Le Royaume-Uni sanctionne les scientifiques et les laboratoires russes responsables d'attaques chimiques, selon le ministère des Affaires étrangères

Jean Delaunay

Le Royaume-Uni sanctionne les scientifiques et les laboratoires russes responsables d’attaques chimiques, selon le ministère des Affaires étrangères

Les institutions touchées étaient SC Signal, un institut de recherche scientifique d’État russe, et GNIII VM, l’Institut russe de recherche et d’essais en médecine militaire.

La Grande-Bretagne a dévoilé lundi des sanctions contre sept scientifiques russes et deux laboratoires de recherche qui auraient contribué au développement d’armes chimiques utilisées dans deux attaques.

Les sanctions visent les personnes impliquées dans le développement de l’agent neurotoxique Novichok utilisé lors d’une attaque en 2018 contre un ancien espion russe caché en Angleterre et d’un produit chimique qui aurait empoisonné mortellement l’opposant russe Alexei Navalny en Sibérie en 2024.

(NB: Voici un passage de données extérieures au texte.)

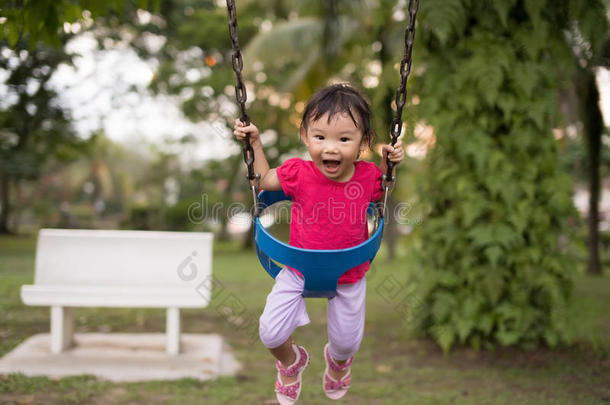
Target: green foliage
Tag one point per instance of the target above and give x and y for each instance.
(43, 20)
(493, 257)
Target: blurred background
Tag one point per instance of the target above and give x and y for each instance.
(119, 115)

« Ces nouvelles mesures frappent directement deux centres de recherche scientifique de premier plan et des personnes clés impliquées dans le développement et la production de produits chimiques toxiques », a déclaré le ministère britannique des Affaires étrangères dans un communiqué.

Des agents russes ont été accusés d’avoir empoisonné l’ancien espion russe Sergueï Skripal et sa fille dans la ville de Salisbury, dans le sud du pays, en mars 2018, à l’aide de l’agent neurotoxique développé par les Soviétiques, le Novitchok.

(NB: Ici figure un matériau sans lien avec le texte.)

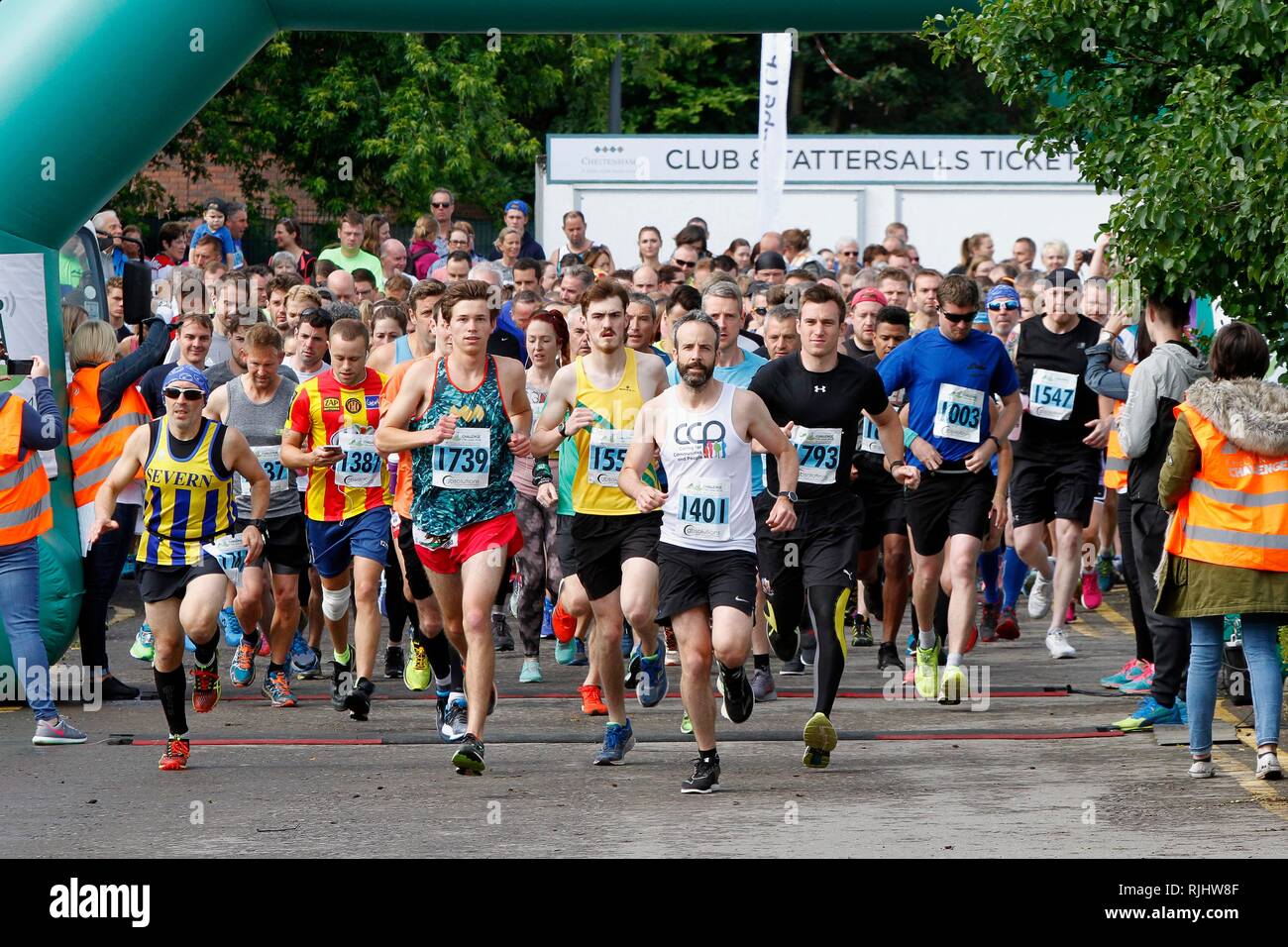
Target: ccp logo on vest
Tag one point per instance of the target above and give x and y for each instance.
(707, 434)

L’attaque de Salisbury, la première utilisation offensive d’armes chimiques en Europe depuis la Seconde Guerre mondiale, a provoqué un tollé international et provoqué une expulsion massive de diplomates russes par les pays occidentaux.

Un policier britannique garde un cordon autour d'une poubelle recouverte de plastique près de la maison John Baker pour les sans-abri à Salisbury, le 5 juillet 2018.

Un policier britannique garde un cordon autour d’une poubelle recouverte de plastique près de la maison John Baker pour les sans-abri à Salisbury, le 5 juillet 2018.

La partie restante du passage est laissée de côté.